Il y a quelque chose à creuser dans le glissement sémantique du « travail » vers l' »emploi ». Le glissement n’est sans doute pas uniquement sémantique. C’est un peu ce que développe Graeber autour de la question des « bullshit jobs« .

– Ni résignation, ni archaïsme, Propos recueillis par Alexis Libaert et Philippe Petit ; entretien paru dans L’Evénement du jeudi du 21-27 décembre 1995, sous le titre : « Ni ‘Esprit’ ni Bourdieu : les intellos entre l’archaïsme et la fuite« .

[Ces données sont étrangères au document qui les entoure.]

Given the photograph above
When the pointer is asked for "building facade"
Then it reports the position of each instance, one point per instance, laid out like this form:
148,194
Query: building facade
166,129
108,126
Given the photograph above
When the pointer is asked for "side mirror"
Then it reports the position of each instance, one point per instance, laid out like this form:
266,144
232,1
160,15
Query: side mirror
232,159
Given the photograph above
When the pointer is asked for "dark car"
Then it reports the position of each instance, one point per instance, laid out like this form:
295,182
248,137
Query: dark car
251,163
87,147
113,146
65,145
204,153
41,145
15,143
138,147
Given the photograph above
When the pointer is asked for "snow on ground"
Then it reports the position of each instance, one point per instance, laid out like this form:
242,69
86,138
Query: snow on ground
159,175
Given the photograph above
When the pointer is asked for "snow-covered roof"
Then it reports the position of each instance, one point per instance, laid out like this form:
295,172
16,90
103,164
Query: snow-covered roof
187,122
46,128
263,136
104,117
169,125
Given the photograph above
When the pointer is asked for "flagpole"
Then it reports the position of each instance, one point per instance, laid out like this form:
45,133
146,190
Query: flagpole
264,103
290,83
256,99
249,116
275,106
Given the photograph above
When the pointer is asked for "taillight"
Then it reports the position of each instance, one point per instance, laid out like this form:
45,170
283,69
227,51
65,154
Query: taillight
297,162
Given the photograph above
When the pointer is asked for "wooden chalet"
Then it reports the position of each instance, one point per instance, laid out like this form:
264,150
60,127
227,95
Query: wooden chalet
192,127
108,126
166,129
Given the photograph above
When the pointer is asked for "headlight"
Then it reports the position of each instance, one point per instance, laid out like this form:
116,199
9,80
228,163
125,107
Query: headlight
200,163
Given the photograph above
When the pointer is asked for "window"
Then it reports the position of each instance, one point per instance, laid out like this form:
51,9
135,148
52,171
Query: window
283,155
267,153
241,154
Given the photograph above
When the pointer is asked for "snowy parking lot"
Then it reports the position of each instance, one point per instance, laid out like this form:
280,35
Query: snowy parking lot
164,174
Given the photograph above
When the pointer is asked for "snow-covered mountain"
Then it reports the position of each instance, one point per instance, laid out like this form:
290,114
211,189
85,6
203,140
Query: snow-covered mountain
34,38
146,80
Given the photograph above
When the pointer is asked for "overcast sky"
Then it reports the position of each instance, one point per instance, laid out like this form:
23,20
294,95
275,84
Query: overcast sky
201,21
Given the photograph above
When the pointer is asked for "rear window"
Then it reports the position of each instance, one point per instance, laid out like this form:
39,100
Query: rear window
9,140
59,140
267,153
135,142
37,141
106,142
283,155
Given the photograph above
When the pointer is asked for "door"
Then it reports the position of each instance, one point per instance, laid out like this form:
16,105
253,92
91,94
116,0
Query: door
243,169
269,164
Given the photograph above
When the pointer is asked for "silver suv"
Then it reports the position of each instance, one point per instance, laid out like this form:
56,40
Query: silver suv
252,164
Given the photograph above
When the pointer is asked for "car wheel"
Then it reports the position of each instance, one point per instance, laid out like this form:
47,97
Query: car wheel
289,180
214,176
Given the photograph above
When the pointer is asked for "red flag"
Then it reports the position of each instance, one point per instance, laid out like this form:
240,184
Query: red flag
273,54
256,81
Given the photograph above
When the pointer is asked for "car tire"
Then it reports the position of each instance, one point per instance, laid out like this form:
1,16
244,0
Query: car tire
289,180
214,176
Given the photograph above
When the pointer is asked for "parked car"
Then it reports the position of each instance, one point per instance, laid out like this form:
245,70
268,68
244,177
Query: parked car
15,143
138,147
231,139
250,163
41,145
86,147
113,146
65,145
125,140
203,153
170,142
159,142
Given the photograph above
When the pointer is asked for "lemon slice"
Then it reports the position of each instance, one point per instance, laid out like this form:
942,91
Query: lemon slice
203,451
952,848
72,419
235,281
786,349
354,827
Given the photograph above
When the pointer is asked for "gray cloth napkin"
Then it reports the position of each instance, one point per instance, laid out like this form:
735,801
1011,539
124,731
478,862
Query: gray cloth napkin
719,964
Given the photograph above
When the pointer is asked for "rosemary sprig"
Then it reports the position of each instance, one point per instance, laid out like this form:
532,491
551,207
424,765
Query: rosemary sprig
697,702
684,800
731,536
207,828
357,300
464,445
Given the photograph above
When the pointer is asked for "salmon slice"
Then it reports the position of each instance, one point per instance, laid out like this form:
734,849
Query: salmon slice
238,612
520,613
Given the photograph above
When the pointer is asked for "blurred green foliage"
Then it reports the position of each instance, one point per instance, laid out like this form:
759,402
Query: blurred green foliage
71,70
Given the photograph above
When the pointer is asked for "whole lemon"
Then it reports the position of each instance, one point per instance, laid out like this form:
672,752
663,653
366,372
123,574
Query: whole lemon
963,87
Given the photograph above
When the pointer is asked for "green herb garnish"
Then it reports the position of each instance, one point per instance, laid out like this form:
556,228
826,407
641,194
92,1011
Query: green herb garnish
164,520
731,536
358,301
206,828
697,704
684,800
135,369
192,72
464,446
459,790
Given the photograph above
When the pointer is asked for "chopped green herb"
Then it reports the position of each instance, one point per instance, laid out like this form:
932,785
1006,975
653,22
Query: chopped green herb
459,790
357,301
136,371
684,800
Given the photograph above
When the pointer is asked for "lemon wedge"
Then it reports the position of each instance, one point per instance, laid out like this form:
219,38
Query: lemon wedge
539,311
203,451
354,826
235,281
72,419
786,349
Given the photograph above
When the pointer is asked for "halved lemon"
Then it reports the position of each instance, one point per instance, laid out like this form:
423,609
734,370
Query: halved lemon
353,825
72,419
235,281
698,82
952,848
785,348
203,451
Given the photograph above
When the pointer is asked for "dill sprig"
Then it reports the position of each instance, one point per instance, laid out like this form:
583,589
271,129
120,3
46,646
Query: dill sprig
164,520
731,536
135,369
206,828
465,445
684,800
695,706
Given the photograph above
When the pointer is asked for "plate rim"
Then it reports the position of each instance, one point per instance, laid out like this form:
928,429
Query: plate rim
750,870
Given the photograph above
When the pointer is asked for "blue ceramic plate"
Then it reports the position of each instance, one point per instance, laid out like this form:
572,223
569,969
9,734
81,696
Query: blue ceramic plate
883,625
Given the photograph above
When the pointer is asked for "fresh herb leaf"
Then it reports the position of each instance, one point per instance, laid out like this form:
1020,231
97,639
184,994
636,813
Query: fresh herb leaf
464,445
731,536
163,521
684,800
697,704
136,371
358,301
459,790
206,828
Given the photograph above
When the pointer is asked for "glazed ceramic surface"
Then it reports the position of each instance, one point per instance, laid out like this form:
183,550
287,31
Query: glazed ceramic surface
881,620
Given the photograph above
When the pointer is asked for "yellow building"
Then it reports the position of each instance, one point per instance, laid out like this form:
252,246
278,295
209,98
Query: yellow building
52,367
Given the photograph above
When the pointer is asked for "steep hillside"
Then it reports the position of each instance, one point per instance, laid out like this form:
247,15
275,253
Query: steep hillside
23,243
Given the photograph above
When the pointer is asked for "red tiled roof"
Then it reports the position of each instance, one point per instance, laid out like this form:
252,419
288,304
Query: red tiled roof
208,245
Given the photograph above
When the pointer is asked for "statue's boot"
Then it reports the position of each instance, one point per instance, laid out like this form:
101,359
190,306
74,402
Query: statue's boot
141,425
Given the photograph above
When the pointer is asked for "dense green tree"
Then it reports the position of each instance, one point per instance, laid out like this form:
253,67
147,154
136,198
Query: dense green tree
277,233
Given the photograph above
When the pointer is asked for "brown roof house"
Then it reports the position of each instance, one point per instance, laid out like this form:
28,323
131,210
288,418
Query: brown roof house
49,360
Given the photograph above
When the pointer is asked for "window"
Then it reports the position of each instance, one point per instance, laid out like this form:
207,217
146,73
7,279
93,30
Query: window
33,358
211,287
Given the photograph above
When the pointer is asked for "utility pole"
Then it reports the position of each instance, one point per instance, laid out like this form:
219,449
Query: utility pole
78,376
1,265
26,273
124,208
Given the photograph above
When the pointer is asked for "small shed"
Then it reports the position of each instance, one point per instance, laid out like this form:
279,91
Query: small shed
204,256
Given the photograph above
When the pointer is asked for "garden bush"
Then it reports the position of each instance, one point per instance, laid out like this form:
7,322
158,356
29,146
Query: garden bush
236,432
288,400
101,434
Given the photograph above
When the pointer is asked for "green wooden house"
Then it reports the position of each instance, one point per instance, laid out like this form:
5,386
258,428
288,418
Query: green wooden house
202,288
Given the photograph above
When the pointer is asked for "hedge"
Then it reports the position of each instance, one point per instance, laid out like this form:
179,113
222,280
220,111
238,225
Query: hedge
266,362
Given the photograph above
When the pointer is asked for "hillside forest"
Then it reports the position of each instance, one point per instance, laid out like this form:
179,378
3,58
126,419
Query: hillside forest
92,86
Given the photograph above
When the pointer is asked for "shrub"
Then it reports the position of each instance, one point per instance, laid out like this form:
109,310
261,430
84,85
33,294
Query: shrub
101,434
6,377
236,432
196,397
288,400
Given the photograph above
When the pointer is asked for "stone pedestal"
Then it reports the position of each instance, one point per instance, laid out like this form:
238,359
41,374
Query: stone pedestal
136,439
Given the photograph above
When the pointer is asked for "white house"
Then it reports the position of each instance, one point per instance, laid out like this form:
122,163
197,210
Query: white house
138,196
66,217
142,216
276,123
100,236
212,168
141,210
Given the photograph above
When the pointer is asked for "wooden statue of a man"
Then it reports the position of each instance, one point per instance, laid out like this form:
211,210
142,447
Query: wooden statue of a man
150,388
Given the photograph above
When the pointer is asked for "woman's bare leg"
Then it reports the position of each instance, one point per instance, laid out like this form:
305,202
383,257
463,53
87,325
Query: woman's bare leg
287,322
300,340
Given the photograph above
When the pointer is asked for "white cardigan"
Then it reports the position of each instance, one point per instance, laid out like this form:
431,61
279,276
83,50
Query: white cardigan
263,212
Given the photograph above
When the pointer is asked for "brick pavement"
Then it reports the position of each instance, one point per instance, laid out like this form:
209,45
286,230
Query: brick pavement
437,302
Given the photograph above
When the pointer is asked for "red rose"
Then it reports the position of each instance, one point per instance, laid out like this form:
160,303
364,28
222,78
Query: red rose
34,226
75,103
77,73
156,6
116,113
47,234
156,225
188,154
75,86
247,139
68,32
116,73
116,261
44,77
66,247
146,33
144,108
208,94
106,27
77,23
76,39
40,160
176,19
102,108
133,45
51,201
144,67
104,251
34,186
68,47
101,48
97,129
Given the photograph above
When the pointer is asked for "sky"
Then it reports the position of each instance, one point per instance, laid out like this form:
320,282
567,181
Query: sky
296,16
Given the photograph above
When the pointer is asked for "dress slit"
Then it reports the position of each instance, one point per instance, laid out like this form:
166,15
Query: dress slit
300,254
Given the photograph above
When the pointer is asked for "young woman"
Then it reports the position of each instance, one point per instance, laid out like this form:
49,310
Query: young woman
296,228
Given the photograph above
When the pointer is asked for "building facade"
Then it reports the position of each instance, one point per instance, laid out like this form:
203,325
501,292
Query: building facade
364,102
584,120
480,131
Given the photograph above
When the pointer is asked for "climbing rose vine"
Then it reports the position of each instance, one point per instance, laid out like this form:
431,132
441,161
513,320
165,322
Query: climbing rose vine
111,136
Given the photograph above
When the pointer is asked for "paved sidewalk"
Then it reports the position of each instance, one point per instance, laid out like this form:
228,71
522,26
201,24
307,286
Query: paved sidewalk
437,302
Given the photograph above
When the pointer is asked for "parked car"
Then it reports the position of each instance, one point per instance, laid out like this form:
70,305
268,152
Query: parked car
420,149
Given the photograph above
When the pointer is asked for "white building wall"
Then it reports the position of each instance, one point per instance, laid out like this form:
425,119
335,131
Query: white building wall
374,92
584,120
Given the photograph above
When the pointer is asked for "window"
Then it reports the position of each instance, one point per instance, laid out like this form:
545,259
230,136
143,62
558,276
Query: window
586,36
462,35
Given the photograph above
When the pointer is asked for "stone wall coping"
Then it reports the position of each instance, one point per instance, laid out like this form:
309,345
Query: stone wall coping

« Je suis depuis toujours un internationaliste, et comme tel aussi partisan d’une réunion des peuples européens. Mais cela n’a rien à voir avec ce qui se passe dans le cas de la Communauté européenne. Cette réunion n’aurait vraiment un sens, et ne serait par ailleurs possible d’un point de vue réaliste, que si elle était d’abord politique. Or il est clair que, présentement, à peu près personne ne désire une union politique, ni les peuples, ni les oligarchies dirigeantes. Face à cette réalité, on a inventé une fausse bonne idée, une astuce subalterne de technocrate, l’union monétaire. Mais comment une union monétaire pourrait-elle fonctionner sans politique économique commune ? Et qui pourrait imposer une politique économique commune sinon une autorité politique ? En fait, c’est ce qui est en train de se passer en catimini. La volonté allemande d’hégémonie économique et politique à long terme fraye graduellement son chemin. L’Europe est en fait une zone mark depuis 1980, et cet état se consolide avec les dispositions de Maastricht. M. Trichet se vante de l’indépendance de la Banque de France – qui n’ose pas se moucher sans regarder la Bundesbank. Et celle-ci suit avec constance une politique orientée uniquement vers ‘la stabilité de la valeur de la monnaie’ ; brièvement parlant, une politique déflationniste. Or, si un capitalisme peut marcher avec une inflation zéro, il ne peut le faire qu’en produisant du chômage. »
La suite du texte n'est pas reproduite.